Minnesota shooting charging decision awaited, protests go on

Prosecutors expect to decide on April 14 whether to charge a white former police officer who fatally shot a Black man during a traffic stop in a Minneapolis suburb, sparking nights of protests and raising tensions amid the nearby murder trial of the ex-officer charged with killing George Floyd.

Brooklyn Center police officer Kim Potter and Police Chief Tim Gannon resigned on April 13, two days after Potter shot 20-year-old Daunte Wright. Gannon has said he believed Potter mistakenly grabbed her pistol when she was trying to pull out her Taser.

Brooklyn Center Mayor Mike Elliott said at a news conference that the city had been moving toward firing Potter, a 26-year veteran, when she resigned. Elliott said he hoped her resignation would "bring some calm to the community," but that he would keep working toward "full accountability under the law."
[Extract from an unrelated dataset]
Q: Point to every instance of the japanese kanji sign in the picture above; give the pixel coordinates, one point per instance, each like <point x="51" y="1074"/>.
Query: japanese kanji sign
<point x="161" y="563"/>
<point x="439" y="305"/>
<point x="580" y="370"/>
Washington County Attorney Pete Orput told WCCO-AM that he had received information on the case from state investigators and hoped to have a charging decision on Wednesday. Orput did not respond to a message from The Associated Press. While the shooting happened in Hennepin County, prosecutors referred the case to nearby Washington County, a practice county attorneys in the Minneapolis area adopted last year in handling police deadly force cases.

"We have to make sure that justice is served, justice is done. Daunte Wright deserves that. His family deserves that," Elliott said.

But police and protesters faced off once again after nightfall Tuesday, with hundreds of protesters gathering again at Brooklyn Center's heavily guarded police headquarters, now ringed by concrete barriers and a tall metal fence, and where police in riot gear and National Guard soldiers stood watch.